Den zweiten Teil des Konzerts erwarten die Anwesenden denn auch in gewandelter Erwartung. Wieder stehen Präludien an, diesmal von Borys Ljatoschynskyi, geschrieben in den Kriegsjahren 1942 und 1943, unter Umständen, die denen von heute gleichen. Es braucht keine einzelnen Themata für die fünf Stücke, die wie im Zeitraffer einen beliebigen Tag im Leben der Menschheit aneinanderreihen, einer Menschheit, die es in der Hand hätte, aus der Schönheit des Sonnenaufgangs einen glücklichen Tag zu machen, aus ihren Liedern und Tänzen ein gerüttelt Maß an Frohsinn und Leichtigkeit zu schöpfen. Doch mit der gnadenlosen Akkuratesse eines Pathologen seziert die Komposition diese idyllische Oberfläche, um darunter Zorn, Misstrauen, Ärger und Trauer freizulegen, die wie dunkle Adern der Korpus durchziehen, die "Tragödie der Menschheit", wie es das Programmheft auf den Punkt bringt. Korsunenko wird im Verlauf seiner Interpretation zum Tonbildhauer, der seinem Material alle Gegensätze entlockt, um daraus eine neue Gestalt zu schaffen. Diese Plastik mag unseren Hör- und sonstigen Wahrnehmungsgewohnheiten widersprechen, doch sie ist von so gewaltiger Ehrlichkeit, dass sie die Unverzichtbarkeit des Prinzips Hoffnung belegt und jedes Einzelnen Mut fordert. Auch ohne Gegenwartsbezug sind diese fünf Präludien ein präziser Soundtrack zum großen Welttheater.

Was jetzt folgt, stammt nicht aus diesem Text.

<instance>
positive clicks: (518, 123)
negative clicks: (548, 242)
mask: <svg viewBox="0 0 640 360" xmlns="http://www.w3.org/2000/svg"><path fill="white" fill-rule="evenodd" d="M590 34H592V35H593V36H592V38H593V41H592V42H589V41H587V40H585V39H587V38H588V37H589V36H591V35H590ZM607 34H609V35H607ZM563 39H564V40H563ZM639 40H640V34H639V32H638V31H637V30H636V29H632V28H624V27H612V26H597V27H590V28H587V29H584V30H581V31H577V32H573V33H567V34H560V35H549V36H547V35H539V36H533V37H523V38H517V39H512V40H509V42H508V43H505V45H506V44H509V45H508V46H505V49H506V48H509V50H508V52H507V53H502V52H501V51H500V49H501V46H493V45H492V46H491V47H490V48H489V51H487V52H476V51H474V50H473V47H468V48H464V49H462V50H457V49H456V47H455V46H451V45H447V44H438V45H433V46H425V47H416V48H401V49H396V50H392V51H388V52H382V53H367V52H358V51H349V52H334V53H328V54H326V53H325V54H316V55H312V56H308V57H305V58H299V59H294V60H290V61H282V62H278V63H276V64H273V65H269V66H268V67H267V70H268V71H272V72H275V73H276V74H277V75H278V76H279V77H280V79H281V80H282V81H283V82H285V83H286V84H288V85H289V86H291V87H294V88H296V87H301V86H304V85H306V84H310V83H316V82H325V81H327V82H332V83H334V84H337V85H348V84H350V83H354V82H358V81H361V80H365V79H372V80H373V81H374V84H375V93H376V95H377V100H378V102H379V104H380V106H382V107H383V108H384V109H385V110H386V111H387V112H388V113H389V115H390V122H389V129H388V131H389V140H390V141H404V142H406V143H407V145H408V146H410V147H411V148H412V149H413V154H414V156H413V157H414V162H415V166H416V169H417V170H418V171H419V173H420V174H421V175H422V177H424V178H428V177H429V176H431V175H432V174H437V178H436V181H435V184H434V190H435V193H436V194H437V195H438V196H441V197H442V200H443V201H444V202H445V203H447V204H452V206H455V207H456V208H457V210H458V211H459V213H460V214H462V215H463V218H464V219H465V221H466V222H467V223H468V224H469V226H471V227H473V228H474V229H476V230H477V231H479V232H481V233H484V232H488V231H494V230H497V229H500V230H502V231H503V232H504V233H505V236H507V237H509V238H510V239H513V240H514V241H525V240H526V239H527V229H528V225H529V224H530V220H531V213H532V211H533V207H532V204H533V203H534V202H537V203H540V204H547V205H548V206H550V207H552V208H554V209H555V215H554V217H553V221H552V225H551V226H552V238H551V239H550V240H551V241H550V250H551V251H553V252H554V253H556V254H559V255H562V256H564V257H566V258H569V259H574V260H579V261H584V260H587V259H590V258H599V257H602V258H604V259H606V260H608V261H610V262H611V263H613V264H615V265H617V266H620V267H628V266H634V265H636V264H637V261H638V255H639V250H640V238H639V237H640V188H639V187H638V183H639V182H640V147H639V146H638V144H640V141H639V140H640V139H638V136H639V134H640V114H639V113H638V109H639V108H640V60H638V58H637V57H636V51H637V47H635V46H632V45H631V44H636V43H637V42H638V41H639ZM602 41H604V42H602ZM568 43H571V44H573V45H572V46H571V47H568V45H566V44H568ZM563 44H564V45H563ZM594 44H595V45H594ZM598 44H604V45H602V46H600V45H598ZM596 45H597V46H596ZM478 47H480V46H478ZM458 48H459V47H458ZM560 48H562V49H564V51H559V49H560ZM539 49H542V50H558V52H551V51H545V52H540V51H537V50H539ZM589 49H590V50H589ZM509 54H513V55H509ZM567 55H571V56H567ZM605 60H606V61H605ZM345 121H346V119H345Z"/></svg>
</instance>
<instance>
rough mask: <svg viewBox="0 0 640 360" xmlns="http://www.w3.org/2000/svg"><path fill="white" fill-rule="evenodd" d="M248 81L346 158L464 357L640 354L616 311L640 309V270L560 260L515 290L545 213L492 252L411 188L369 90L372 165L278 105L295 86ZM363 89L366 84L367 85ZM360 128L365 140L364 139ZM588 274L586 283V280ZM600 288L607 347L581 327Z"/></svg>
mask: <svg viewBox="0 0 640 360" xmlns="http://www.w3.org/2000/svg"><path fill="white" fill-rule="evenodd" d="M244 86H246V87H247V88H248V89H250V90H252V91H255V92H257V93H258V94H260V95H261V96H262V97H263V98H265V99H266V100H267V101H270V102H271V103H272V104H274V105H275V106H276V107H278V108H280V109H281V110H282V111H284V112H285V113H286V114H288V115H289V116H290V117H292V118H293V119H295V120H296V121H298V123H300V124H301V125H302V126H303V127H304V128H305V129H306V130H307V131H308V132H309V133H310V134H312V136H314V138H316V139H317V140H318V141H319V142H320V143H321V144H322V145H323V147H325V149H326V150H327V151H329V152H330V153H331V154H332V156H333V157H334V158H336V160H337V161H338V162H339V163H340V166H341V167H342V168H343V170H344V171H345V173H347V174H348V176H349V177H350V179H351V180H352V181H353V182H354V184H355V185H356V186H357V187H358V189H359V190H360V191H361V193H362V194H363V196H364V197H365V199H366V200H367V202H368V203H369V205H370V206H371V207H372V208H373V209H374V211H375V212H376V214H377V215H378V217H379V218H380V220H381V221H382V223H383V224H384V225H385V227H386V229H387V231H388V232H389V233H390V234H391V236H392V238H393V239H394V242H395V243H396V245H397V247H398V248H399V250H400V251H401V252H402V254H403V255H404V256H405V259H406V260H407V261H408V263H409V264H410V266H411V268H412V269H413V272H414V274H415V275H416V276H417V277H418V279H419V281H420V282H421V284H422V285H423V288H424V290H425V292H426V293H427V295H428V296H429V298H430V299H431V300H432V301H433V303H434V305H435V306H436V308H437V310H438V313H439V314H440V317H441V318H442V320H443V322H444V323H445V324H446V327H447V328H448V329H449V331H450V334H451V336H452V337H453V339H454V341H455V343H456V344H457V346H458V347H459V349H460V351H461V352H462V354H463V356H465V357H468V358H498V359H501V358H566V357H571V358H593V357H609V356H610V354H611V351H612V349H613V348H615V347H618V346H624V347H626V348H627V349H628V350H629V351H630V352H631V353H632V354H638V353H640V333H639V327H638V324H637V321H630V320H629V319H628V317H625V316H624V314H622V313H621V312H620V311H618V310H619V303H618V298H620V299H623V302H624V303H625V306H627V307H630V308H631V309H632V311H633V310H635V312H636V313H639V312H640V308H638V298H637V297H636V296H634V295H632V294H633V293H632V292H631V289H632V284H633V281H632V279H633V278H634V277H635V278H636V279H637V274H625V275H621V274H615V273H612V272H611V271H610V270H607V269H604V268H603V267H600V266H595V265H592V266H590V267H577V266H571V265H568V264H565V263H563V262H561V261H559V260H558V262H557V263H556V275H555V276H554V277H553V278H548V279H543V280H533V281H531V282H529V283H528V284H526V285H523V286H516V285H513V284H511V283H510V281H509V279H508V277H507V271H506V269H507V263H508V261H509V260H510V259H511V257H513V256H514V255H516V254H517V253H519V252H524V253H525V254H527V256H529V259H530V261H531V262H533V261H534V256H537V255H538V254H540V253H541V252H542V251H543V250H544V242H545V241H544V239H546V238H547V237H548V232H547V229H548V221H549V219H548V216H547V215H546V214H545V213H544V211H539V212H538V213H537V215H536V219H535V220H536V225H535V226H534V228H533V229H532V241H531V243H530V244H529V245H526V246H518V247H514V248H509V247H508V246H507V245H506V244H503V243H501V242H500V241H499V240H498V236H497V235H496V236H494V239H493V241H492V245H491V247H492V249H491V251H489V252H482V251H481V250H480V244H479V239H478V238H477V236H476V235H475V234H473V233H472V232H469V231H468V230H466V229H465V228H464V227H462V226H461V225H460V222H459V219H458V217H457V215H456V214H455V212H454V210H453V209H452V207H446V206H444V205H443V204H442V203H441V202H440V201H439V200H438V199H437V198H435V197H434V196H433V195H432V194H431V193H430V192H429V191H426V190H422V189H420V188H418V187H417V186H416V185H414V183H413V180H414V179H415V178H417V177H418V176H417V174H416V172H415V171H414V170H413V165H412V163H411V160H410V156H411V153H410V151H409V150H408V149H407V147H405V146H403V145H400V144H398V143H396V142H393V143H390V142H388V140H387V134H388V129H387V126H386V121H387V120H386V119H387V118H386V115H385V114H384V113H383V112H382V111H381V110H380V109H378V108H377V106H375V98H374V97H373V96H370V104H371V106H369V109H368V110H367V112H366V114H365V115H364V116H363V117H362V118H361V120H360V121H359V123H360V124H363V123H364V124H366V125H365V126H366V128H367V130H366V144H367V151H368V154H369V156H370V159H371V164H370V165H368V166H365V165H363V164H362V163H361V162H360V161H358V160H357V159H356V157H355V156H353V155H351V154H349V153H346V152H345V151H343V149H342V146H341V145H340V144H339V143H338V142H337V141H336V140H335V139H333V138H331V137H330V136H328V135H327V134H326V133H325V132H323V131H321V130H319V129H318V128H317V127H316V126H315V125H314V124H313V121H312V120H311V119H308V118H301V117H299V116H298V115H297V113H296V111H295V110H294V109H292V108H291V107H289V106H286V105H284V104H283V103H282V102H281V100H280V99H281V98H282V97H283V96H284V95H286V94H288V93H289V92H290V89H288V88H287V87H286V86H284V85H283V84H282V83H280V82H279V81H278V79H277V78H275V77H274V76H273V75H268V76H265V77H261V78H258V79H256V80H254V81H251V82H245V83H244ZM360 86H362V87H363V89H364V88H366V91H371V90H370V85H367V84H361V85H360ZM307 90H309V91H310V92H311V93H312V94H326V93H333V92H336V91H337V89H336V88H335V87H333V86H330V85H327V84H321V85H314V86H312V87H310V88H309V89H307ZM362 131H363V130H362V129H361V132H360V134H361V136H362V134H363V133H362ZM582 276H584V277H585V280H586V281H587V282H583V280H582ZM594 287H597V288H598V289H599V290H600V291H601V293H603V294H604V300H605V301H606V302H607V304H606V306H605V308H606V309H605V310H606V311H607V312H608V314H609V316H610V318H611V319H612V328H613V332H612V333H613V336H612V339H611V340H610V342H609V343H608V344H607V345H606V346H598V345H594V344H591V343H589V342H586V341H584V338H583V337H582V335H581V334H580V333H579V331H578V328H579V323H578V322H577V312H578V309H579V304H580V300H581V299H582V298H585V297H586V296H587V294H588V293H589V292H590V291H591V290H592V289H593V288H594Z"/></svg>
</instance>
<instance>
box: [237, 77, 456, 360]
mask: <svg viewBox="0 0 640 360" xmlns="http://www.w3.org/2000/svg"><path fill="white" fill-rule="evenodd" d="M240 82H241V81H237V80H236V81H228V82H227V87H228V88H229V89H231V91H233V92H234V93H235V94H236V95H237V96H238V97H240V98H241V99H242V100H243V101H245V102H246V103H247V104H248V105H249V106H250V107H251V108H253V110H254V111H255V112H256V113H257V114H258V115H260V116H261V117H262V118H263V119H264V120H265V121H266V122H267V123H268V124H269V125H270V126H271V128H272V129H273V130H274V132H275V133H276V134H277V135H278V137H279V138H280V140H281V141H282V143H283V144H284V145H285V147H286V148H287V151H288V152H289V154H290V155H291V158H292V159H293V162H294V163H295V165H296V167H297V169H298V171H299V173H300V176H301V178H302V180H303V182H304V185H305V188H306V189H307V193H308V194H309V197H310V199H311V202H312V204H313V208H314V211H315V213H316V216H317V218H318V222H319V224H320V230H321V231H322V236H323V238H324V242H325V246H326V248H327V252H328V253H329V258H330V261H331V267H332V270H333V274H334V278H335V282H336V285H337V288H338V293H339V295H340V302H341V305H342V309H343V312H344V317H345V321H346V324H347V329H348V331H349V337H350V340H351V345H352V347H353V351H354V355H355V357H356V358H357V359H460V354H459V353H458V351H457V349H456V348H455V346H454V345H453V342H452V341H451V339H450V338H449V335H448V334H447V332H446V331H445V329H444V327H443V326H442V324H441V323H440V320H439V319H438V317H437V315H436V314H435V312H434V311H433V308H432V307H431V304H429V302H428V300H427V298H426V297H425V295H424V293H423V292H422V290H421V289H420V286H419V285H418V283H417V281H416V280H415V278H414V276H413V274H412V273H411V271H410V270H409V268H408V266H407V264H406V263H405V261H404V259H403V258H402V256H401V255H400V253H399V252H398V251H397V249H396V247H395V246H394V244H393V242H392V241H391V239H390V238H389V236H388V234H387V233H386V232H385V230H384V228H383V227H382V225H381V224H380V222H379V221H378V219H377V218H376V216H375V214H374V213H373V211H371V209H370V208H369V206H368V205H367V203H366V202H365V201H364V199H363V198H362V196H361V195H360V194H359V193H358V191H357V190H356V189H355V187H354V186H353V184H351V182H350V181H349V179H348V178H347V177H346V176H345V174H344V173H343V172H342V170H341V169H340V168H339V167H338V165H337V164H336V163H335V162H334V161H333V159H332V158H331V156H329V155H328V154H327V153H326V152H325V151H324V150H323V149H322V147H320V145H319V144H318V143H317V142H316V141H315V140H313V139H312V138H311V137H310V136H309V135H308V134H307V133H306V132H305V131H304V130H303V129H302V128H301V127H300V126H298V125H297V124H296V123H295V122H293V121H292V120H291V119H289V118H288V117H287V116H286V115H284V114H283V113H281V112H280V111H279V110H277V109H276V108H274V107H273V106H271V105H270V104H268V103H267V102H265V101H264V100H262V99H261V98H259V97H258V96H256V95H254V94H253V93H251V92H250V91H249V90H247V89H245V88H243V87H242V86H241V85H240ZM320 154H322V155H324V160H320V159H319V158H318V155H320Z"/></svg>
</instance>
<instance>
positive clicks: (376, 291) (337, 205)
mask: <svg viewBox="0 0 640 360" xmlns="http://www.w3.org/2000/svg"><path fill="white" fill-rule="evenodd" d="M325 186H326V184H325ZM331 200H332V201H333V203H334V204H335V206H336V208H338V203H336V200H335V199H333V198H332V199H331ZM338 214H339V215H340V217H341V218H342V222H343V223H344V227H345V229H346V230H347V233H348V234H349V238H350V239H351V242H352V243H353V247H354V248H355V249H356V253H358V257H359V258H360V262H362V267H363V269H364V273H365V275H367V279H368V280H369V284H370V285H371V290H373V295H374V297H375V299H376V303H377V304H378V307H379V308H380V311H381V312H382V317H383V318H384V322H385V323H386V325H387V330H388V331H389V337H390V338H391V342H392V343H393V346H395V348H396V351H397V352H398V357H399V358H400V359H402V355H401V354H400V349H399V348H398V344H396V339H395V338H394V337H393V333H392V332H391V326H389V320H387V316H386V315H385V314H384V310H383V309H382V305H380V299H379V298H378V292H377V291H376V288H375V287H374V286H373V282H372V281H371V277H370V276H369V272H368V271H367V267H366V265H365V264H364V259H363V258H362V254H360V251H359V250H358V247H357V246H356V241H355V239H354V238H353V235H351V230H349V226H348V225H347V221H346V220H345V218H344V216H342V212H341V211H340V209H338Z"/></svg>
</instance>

Sogar die Kinder haben ihre Unruhe abgelegt und in Staunen verwandelt

Im Kontrast dazu steht das letzte Stück des Abends, die Klaviersonate Cis-Dur von Wassyl Barwinsky, eine Klanglandschaft voller lyrischer Szenen und weiter Gedankenhorizonte, umringt von Tänzen, Liedern und Chansons. Geschaffen von einer großen Seele, die durch Intrigen, Verleumdung und Vernichtung durch Stalinisten um ihre Existenz gebracht werden sollte. Verbrannte Partituren, Straflager, zufälliger Wiederfund der Sonate: Einen ganzen Roman gäbe dieser Mensch her. Doch den braucht es nicht, wenn man sich die knappe halbe Stunde dieser Komposition verinnerlicht - und dazu sind sie alle bereit, die rund fünf Dutzend im Saal, gebannt folgen sie dem Spiel am Flügel, sogar die Kinder haben ihre Unruhe abgelegt und in Staunen verwandelt. Wie die Wolken am Himmel erzählt die Musik eine fesselnde und anrührende Geschichte, am Ende mündet sie aus dem Trubel einer technisch wie interpretatorisch meisterlichen Fuge ins erlösende Geläut von Friedensglocken.

Stürmischer Applaus, durchzogen von immer neuen Bravorufen, zwei Zugaben: Kyrill Korsunenko hat ein fabelhaftes Konzert gegeben - und Hoffnung.